Ketika ditanya bagaimana cara ia menguping para perumpi, tanpa sungkan Masturi
menjelaskan. Katanya, ia pura-pura mencuci piring di dekat garasi rumahnya yang tak
memiliki mobil itu. Dari tempat itu ia jelas sekali mendengar percakapan para ibu rumah
tangga tersebut.

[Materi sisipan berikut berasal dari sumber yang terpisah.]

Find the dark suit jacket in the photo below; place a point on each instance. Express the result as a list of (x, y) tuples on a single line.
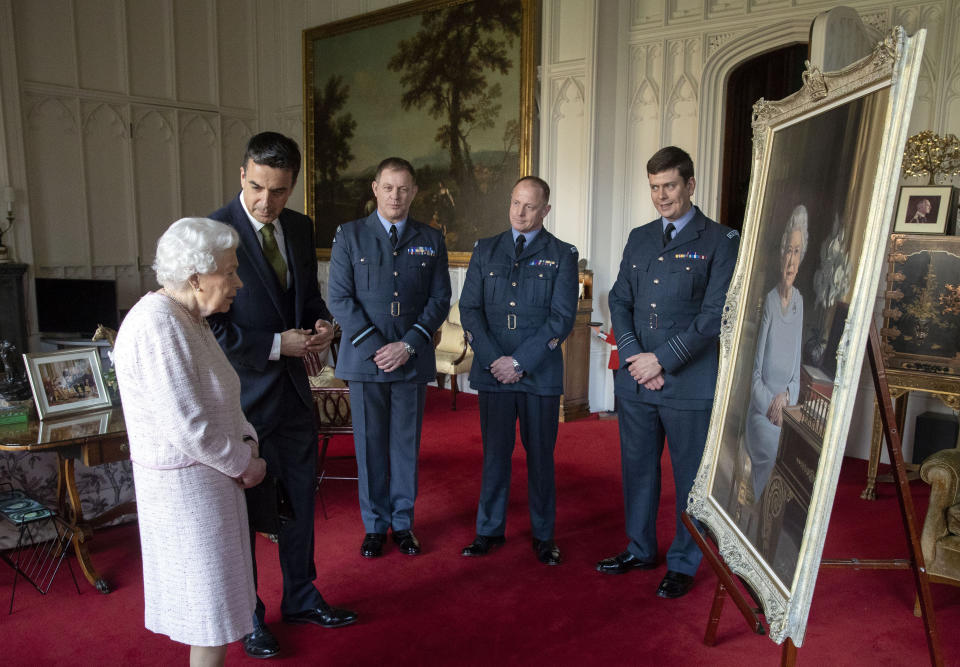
[(536, 294), (381, 294), (246, 332), (668, 300)]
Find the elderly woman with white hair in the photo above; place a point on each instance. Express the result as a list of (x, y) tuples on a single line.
[(192, 449), (776, 368)]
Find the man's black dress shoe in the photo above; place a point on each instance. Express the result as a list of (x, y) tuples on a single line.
[(675, 584), (407, 541), (260, 643), (372, 546), (482, 544), (547, 551), (624, 562), (323, 615)]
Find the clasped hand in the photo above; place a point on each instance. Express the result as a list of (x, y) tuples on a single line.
[(504, 370), (391, 356), (646, 370), (298, 342)]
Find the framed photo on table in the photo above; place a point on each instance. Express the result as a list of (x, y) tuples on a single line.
[(67, 381), (382, 84), (924, 209), (794, 331)]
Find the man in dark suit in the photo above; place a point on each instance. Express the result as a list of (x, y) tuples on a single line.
[(390, 291), (277, 317), (666, 306), (519, 302)]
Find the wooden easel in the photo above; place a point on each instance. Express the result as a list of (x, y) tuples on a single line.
[(726, 585)]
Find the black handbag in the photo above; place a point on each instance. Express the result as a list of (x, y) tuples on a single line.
[(268, 505)]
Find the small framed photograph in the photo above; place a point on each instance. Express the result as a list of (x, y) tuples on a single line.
[(74, 427), (67, 381), (924, 209)]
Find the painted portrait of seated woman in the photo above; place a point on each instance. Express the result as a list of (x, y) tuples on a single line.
[(776, 369)]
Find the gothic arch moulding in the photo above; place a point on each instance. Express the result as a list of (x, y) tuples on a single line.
[(713, 85)]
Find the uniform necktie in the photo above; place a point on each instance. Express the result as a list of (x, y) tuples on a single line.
[(272, 252), (668, 233)]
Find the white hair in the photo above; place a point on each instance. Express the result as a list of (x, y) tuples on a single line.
[(796, 223), (190, 246)]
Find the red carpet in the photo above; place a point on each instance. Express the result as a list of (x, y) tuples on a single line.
[(505, 609)]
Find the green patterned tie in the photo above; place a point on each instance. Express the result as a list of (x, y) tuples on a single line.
[(272, 252)]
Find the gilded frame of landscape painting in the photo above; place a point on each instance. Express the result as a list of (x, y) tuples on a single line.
[(446, 84), (823, 188)]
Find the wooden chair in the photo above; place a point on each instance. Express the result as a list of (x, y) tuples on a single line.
[(331, 409), (454, 354)]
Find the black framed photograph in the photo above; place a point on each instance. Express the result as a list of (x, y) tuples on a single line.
[(924, 209), (446, 84)]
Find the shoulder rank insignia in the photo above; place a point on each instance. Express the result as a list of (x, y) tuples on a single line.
[(421, 250)]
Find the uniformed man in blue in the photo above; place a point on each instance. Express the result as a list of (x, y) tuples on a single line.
[(518, 303), (389, 291), (666, 306)]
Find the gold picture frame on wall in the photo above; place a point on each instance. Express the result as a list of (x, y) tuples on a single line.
[(446, 84), (823, 188)]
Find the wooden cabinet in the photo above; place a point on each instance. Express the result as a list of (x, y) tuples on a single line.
[(575, 402)]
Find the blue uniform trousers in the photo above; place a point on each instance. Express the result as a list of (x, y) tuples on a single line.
[(290, 451), (538, 416), (642, 430), (387, 417)]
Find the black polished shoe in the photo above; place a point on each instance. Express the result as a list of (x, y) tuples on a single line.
[(675, 585), (483, 544), (624, 562), (261, 643), (407, 541), (547, 551), (372, 546), (323, 615)]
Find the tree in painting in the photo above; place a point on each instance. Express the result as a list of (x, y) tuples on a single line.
[(332, 136), (444, 68)]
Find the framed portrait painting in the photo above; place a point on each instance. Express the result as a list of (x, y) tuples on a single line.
[(445, 84), (800, 305), (67, 381), (924, 209)]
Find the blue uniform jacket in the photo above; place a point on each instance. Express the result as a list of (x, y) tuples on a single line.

Kalau tak pura-pura sedang mencuci piring, sambil menyiram bunga
ataupun membersihkan halaman rumah.

"Ibu memangnya tidak curiga, pak Masturi?" tanya Ibram masih terkekeh.

Ia menggeleng. "Perempuan dilahirkan untuk dibohongi laki-laki, dan istri ditakdirkan


mudah dikibuli suami. Makanya suami lebih sering berselingkuh tapi tak pernah ketahuan
dibanding istri karena laki-laki amat licik," jawab Masturi dan kelopaknya matanya
terpejam-pejam. Kami pun yang mendengar tertawa.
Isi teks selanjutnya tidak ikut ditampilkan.